Entre protection et mobilité, la clause de non-concurrence à l’épreuve du marché du packaging cosmétique
Dans le secteur du packaging cosmétique et luxe, la clause de non-concurrence est un outil largement utilisé pour sécuriser les relations clients, préserver les savoir-faire et protéger les avantages compétitifs.
Dans un marché sous tension, où chaque décision de recrutement engage à la fois des enjeux humains et stratégiques, sa bonne compréhension devient un facteur clé de stabilité et de performance à long terme.
Voici un recueil de conseils pratiques supervisés par Maître Irène Ngando, avocate au Barreau de Paris spécialisée en droit social et destinés à celles et ceux qui s’apprêtent à signer un contrat de travail.
Lorsqu’on arrive dans une entreprise, on se projette rarement dans la perspectivedu départ. Or c’est bien à ce moment-là que cette clause de non-concurrence prend toute son importance. Il faut d’abord rappeler un principe fondamental : la clause de non-concurrence n’est pas abusive par nature. Elle a pour vocation de protéger les intérêts légitimes de l’entreprise.

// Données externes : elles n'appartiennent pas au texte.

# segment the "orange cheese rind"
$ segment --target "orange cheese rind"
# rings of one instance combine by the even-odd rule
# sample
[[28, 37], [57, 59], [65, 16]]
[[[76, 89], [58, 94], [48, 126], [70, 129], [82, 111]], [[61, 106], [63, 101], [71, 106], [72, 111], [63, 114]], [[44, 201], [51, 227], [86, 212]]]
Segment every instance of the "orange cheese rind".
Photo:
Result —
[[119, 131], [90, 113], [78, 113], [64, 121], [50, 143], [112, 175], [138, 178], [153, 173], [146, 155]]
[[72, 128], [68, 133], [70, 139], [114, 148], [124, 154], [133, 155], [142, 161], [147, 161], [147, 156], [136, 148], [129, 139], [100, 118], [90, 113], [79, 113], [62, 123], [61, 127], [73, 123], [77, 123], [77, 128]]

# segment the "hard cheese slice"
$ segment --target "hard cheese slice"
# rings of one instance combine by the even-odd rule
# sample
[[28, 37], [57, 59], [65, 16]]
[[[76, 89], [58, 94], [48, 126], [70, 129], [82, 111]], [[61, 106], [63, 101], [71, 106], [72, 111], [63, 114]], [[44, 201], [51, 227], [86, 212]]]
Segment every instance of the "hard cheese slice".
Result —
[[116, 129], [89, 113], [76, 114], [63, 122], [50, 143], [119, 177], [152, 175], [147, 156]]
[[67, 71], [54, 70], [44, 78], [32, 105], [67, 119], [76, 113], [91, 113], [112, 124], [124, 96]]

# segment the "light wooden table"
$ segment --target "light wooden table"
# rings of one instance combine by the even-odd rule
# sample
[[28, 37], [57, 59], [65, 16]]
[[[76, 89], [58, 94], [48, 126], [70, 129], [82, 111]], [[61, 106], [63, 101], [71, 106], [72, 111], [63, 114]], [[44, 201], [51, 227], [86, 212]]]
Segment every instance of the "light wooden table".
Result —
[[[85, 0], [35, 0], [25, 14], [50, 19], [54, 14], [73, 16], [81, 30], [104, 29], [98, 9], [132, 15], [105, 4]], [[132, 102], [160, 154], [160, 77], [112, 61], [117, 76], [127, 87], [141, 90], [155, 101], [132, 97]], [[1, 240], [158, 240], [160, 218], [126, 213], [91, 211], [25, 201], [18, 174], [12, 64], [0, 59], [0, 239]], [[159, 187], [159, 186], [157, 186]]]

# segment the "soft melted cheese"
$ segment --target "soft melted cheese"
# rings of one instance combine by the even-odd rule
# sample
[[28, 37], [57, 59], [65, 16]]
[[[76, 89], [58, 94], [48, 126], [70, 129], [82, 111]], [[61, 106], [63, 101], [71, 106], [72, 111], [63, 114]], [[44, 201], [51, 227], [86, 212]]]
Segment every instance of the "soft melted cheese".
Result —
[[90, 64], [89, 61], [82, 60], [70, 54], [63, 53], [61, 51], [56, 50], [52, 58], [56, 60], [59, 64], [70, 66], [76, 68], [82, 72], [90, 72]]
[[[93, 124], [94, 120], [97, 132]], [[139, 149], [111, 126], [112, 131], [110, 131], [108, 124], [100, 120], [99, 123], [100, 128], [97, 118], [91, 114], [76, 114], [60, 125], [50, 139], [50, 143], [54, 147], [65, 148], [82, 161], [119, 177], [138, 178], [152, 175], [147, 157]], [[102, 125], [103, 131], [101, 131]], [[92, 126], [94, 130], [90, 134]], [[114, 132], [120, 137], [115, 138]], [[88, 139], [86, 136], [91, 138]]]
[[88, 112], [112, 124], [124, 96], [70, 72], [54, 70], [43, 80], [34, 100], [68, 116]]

Dans le contexte actuel, cette protection est compréhensible. Le secteur du packaging cosmétique traverse une période difficile. Pour beaucoup d’acteurs, l’année 2025 a été marquée par une pression accrue sur le chiffre d’affaires, parfois une décroissance, et un renforcement de la concurrence. Lorsque le « gâteau » se réduit, chaque entreprise veut d’autant plus se préserver.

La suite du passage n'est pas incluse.